Me perdi no dobrar da esquina

Quando tive de escolher o meu jeito de ser,
optei pelo mais conhecido de mim,
esse jeito que foge

Marilene Felinto, em Mulheres de Tijucopapo.


A culpa foi minha, ou antes,
a culpa foi dessa vida agreste,
que me deu uma alma agreste
Graciliano Ramos, em São Bernardo


Tenho de confessar que um fantasma ronda minha existência.
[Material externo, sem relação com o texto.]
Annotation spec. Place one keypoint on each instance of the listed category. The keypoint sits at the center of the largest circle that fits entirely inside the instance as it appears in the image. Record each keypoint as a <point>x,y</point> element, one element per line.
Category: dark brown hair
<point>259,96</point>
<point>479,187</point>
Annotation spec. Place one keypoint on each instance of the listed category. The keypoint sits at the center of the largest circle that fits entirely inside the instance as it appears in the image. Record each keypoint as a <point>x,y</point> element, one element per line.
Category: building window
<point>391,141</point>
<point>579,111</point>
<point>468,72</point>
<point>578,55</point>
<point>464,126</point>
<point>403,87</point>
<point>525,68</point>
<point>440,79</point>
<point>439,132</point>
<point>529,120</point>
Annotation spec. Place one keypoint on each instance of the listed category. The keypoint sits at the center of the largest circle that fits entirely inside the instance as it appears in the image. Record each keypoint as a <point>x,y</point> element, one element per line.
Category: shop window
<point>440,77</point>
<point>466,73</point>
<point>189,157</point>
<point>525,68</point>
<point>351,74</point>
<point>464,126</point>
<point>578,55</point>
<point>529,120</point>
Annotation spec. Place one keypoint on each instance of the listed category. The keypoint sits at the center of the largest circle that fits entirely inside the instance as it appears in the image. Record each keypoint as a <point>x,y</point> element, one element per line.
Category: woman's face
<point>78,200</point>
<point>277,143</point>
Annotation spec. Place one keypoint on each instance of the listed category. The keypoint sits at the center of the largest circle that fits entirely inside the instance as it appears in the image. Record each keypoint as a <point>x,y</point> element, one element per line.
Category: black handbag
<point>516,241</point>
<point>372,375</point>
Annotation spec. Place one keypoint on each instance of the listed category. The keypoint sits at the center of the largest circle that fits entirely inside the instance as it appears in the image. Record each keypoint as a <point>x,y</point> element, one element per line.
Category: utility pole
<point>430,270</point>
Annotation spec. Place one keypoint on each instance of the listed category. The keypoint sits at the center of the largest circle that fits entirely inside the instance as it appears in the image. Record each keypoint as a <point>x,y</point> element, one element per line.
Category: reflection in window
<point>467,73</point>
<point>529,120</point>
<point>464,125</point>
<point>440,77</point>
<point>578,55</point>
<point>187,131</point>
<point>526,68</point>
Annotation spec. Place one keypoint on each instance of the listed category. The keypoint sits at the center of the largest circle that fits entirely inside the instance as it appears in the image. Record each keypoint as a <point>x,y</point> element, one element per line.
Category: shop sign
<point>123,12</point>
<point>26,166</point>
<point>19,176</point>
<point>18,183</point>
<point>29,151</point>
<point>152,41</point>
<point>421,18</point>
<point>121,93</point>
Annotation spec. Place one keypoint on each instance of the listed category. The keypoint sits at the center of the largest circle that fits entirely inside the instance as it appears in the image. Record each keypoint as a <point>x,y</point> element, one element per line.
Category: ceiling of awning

Ele se chama "a suspeita de nunca encontrar lugar". Acabei de ler o livro Mulheres de Tijucopapo de Marile Felinto, e me coincidindo com a narradora/protagonista, Rísia, tive medo dos eternos desencontros e desacolhidas. Não sei se é o processo de amadurecimento - que tenho consciência de que está só no começo para mim - ou um dado concreto de minha personalidade, mas a questão é que têm sido raros meus encontros com outras existências, seja pela superficialidade nas relações, seja pela discordância, seja pela total e completa diferença. Os choques e fraturas estão ganhando uma proporção que eu nunca imaginei. Poucos são os amigos com os quais eu posso dividir. As diferenças se agigantaram de tal forma com o tempo que quase todos os elos se perderam. Às vezes chego a pensar que o caminhar só traz a distância. Aprendi sim que na amizade tem-se de, muitas vezes, relevar as diferenças e os defeitos. Fechar em alguns momentos os ouvidos para poder continuar a ouvir. Mas nunca abrir os ouvidos não é uma solução. Concordo com Clarice Lispector quando diz que "amizade é matéria de salvação". Porém, estou aprendendo que a amizade é matéria pouca e rara, pois as distâncias se agigantam com um dobrar de esquinas.

1 de nov de 2009

Epiléptico




Uma das melhores coisas que li nos últimos tempos é a história em quadrinhos Epiléptico (La ascension du haut mal), de David B. São três preciosos volumes que valem a pena ler. Em português foram publicados apenas os dois primeiros volumes. Em linhas gerais, trata-se da história da relação de Pierre- François com seu irmão que sofre de epilepsia. Para quem já leu e gostou de Persepólis, de Marjane Sartrapi; de Retalhos, de Craig Thompson; de Umbigo se fundo, de Dash Shaw, e de HQs autobiográficos semelhantes, enfrente a leitura!